L’ondata di caldo improvvisa ha fatto alzare le temperature in alcune classi soprattutto in quelle degli edifici costruiti negli anni Settanta. L’amministrazione comunale sta affrontando il problema e, in via urgente — visto il caldo anomalo per questo mese di maggio — sta acquistando apparati di raffreddamento, a partire dai nidi, che concluderanno l’attività il 27 luglio.

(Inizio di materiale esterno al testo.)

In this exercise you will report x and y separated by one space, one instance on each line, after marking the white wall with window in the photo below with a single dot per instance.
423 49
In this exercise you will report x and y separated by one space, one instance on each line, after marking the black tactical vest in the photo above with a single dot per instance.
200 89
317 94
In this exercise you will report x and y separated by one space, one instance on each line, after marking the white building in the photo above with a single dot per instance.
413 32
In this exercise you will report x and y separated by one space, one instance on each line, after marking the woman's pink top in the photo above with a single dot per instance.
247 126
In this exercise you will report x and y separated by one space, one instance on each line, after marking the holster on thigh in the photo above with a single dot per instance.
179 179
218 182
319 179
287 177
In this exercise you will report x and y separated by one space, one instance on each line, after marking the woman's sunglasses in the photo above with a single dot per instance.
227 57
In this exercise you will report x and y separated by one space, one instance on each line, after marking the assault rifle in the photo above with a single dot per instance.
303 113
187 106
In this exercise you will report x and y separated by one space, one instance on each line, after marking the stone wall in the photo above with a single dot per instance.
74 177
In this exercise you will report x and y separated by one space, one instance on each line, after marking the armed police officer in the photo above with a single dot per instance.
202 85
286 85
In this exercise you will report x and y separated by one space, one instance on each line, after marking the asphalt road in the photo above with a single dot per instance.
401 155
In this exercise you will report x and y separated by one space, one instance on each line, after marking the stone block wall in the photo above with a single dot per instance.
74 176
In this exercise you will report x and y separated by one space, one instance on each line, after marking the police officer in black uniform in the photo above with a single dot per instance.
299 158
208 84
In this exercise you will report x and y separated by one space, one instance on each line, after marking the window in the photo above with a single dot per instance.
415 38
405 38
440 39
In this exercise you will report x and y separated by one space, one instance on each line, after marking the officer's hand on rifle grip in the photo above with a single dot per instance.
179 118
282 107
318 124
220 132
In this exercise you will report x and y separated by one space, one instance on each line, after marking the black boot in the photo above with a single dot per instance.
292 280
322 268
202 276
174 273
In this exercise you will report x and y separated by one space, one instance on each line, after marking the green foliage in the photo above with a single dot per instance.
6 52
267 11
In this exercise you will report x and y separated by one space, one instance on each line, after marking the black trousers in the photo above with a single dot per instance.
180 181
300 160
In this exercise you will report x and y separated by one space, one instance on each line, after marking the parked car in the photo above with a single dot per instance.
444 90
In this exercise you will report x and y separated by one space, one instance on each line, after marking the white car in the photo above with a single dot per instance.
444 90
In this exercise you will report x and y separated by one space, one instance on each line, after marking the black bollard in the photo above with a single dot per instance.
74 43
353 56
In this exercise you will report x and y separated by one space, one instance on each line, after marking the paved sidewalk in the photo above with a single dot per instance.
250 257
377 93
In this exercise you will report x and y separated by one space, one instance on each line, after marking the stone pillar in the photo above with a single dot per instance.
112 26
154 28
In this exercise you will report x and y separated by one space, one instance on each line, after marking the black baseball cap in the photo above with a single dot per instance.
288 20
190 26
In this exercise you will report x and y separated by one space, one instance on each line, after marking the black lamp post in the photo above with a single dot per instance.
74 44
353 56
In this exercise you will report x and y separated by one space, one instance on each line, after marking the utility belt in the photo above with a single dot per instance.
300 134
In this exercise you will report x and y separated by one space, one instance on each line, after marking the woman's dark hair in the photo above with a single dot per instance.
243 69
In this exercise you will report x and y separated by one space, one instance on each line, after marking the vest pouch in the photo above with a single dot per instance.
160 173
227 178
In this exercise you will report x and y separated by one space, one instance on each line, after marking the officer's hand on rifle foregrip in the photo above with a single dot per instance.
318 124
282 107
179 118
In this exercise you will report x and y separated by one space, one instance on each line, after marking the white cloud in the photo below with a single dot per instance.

La situazione più critica alla scuola primaria Mascagni, dove nel pomeriggio il termometro avrebbe raggiunto i 29 gradi all’interno delle aule, ben oltre il range considerato ottimale per gli ambienti scolastici, generalmente compreso fra i 24 e i 27 gradi. A denunciare la situazione sono alcuni genitori, preoccupati per le condizioni in cui gli alunni stanno affrontando le lezioni con l’arrivo dei primi caldi. “Quando sono andato a riprendere mio figlio da scuola l’ho trovato particolarmente sudato e affaticato – racconta un genitore –. Mi ha detto che in classe faceva caldissimo e che soprattutto dopo pranzo è stato difficile seguire le lezioni”. Secondo quanto riferito, le insegnanti avrebbero cercato di alleggerire il disagio facendo bere spesso i bambini e provando a rendere meno pesanti le ore del pomeriggio. Una situazione che però continua a creare preoccupazione sia tra le famiglie sia tra il personale scolastico, anche perché mancano ancora diverse settimane alla fine dell’anno scolastico.
I genitori segnalano inoltre l’assenza di impianti di condizionamento nelle aule scolastiche, mentre i climatizzatori sarebbero presenti soltanto negli uffici.